The Seattle Sounders enter Wednesday night's game against Sporting Kansas City mired in one of the worst slumps in the team's history. The Sounders best-ever MLS start has been largely negated, and Seattle now finds itself smack-dab in the middle of the Western Conference standings and eight points adrift of Supporters Shield leaders Real Salt Lake. With concerns beginning to mount regarding the team's performance heading into the break, the Sounders performance in a 4-1 drubbing at the hands of a less than stellar Montreal Impact team on Saturday has the alarm bells ringing at full blast. There's not a great deal of agreement about what's causing the problems and what Seattle needs to do in order to correct them, but there's near universal agreement that the Sounders need a result and a strong performance in this game to prevent a slump from becoming a trend.

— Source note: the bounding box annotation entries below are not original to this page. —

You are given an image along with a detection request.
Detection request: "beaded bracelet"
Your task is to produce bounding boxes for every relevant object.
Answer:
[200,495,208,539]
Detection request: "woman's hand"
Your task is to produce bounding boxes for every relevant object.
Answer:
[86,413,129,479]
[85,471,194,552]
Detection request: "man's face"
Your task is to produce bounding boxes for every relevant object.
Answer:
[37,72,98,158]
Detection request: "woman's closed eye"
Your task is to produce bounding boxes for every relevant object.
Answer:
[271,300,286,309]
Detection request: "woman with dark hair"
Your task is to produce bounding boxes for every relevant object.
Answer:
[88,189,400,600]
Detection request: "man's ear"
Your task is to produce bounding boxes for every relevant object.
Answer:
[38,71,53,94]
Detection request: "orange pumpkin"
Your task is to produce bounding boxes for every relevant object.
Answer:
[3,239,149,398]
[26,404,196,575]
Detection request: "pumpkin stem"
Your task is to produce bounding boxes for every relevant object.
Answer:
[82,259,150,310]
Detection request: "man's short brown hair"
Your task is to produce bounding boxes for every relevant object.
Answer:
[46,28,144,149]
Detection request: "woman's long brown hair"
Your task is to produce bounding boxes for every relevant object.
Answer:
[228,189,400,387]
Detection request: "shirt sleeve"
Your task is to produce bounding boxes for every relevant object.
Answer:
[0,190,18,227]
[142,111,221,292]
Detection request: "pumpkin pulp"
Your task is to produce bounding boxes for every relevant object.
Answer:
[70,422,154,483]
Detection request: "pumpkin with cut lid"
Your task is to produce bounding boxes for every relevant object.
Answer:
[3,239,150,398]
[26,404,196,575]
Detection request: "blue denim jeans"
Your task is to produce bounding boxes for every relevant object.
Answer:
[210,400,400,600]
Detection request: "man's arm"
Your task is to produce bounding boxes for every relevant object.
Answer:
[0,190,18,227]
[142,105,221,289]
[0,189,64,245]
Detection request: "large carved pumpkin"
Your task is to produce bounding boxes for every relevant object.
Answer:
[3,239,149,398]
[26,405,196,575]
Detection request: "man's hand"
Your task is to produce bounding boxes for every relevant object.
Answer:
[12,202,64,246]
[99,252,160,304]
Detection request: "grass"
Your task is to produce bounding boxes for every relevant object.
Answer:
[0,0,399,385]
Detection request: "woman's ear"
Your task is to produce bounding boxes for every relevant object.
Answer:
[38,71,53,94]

Unfortunately for Seattle, Sporting Kansas City is not really the best team against which to try and right the ship. There's been no better team in MLS this season, and after a minor blip at the beginning of May KC has gotten back on track and look primed for a serious run at the Supporters Shield. They've gotten to where they are by being one of the league's most well-balanced teams; KC scores goals at a decent clip, keeps the opposition from scoring goals at an even rate and seems to have a knack for turning one point into three. An explosive and young attacking core is backed up by an unassuming but beyond solid back line, and coach Peter Vermes has seemingly made all of the right moves so far this season. While it's true that KC has not been nearly as strong on the road as at home, with a 6-1-0 record at LiveStrong against a 3-2-1 mark away, this is as good a team as the Sounders will face all season.
Despite Sporting Kansas City's undeniable quality, however, there is a very real sense that the Sounders most difficult competition in this game will be themselves. This is not a team that is playing as though they have a great deal of confidence at the moment, and they are desperately in need of that swagger if they are to be at their best. There will be changes made; Osvaldo Alonso will be the most welcome addition as he returns from suspension, while Jhon Kennedy Hurtado will take his place on the naughty list. The best case scenario for Seattle is that Patrick Ianni is fit and ready to slide into central defense by gametime; otherwise Sigi Schmid will have to get very creative while filling out the team sheet. Andrew Weber is rumored to be the new first-choice keeper, with Bryan Meredith's performance having gotten progressively worse and his confidence appearing to be on its last legs. Perhaps most intriguing will be what Schmid chooses to do on the wings; Mauro Rosales and Alvaro Fernandez are quite clearly not themselves at the moment, and the team may well be better off should Schmid choose to sit one of them. Fernandez seems the more likely of the two to be pulled from the starting XI, but with his struggles seemingly having more to do with form as opposed to Rosales and his struggles to regain full fitness, it's impossible to know for sure.
While it's a bit early to be thinking of games in terms of "make-or-break" it's likely fair to say that will be the most important game the Sounders have played all season. Genuinely good teams sometimes have bad seasons, and when that happens it's typically because they were unable to shake themselves from a sustained funk early in the going. We're still a long way from reaching that point, but each time the Sounders have a poor showing and leavee points on the table it gets a little bit closer and the inclination to panic becomes a little bit more defensible. This team is far too talented and capable to let it get any closer. They're not going to be able to turn things around overnight, but this game would be a pretty excellent place to start.